Flagship Program

The Flagship Program is a series of NASA missions to explore the Solar System. It is the largest and most expensive of three classes of NASA Solar System Programs – the other two being the Discovery Program, which is the cheapest in cost, and the New Frontiers Program, which is medium-cost.

According to NASA, the cost of Flagship Program missions ranges between $2 billion and $3 billion. These missions will be crucial in allowing humans to reach and explore difficult, but high-priority targets. These critically important targets could help establish the limits of habitability, not just for our Solar system, but for planetary systems in general.

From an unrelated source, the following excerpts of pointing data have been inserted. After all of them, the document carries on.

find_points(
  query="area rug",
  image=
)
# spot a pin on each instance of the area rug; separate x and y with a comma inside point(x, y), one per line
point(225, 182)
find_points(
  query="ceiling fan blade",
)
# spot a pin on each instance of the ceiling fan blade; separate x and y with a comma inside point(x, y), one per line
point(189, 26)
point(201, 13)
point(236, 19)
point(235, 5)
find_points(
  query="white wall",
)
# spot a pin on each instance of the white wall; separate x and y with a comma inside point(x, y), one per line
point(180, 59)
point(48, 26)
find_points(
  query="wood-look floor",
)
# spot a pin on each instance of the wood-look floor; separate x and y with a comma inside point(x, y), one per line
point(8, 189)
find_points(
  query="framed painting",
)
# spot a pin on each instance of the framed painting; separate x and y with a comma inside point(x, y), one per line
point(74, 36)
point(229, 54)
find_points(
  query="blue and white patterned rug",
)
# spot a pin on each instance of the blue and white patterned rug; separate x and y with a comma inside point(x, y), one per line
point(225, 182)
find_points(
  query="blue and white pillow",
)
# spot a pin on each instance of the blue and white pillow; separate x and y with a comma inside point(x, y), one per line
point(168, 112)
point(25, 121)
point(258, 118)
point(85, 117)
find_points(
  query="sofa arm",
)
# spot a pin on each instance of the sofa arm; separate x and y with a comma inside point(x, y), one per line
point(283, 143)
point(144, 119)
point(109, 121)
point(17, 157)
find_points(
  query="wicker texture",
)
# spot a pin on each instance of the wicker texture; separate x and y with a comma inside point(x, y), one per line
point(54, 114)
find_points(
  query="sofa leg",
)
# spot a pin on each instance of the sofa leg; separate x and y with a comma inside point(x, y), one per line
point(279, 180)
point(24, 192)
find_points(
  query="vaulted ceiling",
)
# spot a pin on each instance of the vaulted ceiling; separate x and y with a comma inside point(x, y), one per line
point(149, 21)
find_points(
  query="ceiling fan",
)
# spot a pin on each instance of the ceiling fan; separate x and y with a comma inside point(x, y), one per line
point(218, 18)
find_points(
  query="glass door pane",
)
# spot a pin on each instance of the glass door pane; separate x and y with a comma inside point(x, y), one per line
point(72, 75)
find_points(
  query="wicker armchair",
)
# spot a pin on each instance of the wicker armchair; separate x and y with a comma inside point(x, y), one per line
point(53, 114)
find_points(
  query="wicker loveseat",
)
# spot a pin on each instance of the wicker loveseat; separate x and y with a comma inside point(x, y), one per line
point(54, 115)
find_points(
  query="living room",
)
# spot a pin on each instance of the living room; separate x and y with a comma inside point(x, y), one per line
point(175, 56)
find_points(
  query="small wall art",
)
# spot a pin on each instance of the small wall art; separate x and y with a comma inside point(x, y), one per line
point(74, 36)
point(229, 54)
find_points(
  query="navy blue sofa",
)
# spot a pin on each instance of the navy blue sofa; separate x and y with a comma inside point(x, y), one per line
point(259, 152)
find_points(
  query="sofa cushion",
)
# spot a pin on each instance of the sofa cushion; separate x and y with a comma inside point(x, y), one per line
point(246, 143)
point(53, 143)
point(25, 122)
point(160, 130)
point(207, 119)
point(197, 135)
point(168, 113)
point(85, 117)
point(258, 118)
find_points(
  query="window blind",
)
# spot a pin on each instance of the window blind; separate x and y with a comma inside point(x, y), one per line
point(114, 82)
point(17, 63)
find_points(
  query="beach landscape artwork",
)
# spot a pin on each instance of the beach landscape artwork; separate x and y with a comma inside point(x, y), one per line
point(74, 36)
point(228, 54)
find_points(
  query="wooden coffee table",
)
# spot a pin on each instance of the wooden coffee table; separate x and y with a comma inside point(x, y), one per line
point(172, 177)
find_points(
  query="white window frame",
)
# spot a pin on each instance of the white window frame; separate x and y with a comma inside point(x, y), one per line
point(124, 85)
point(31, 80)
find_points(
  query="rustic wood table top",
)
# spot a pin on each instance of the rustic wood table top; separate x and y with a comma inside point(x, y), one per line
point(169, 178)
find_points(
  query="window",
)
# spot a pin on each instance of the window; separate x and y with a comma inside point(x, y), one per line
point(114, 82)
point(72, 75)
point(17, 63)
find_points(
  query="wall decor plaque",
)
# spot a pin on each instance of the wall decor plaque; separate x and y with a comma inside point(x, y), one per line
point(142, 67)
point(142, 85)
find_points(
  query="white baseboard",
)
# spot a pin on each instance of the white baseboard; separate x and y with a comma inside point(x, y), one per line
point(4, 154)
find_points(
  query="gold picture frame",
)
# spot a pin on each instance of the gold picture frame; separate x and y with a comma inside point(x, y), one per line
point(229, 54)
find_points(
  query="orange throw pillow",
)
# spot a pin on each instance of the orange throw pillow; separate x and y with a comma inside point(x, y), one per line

In particular, they potentially provide an opportunity to identify pre-biotic organic molecules or even extant life beyond Earth, should it exist, in our own Solar System. The targets of Flagship Missions may include complex missions to the clouds and surface of Venus; the lower atmosphere and surface of Titan; the surface and subsurface of Europa; the deep atmosphere of Neptune and the surface of its moon Triton; and the surface of a comet nucleus in the form of cryogenically preserved samples.[1]

History

The flagship program includes the Mars Science Laboratory, the Cassini spacecraft, the Galileo spacecraft, and the Voyager probes. The Voyager probes mark the transition between the original NASA unmanned mission programs, which were funded and organized as a series of related missions to specific targets such as the Mariner probes, Viking landers, Pioneer probes, Surveyor landers, Ranger satellites, etc and the modern NASA program which includes flagships. In the early 1990s, NASA made the decision that instead of a centrally planned mission approach around pre-selected targets, mission ideas would be competed. The competitions would be based in cost categories, eventually turning into the Discovery, New Frontiers, and Flagship program. While teams self-assemble to compete for Discovery and New Frontiers missions, Flagship programs are still strongly influenced by NASA headquarters. Also, Discovery and New Frontiers missions are scheduled frequently enough that a standard process has emerged and scientists can expect that process to be followed, but Flagship programs seem to follow a different organizational and development approach every time.

Future

The next Flagship Program mission is a Mars Sample Return Mission according to the Planetary Decadal Survey.

A joint NASA/ESA mission to the Jupiter system, tentatively called the Europa Jupiter System Mission (EJSM), is due to launch no earlier than 2020. According to NASA, the goals of the mission are for two robotic orbiters working together to determine whether the Jovian system harbors habitable worlds. The orbiters would perform extensive study of the Jovian system before finally focusing on the intriguing moons Europa and Ganymede. The spacecraft—NASA's Jupiter Europa Orbiter and the European Space Agency's Jupiter Ganymede Orbiter—would determine the extent of subsurface oceans and ice shells on the targeted moons. The moon studies placed in the context of the Jovian system would allow for comparative planetology and would provide significant insight into the emergence of habitable worlds around gas giants.[2]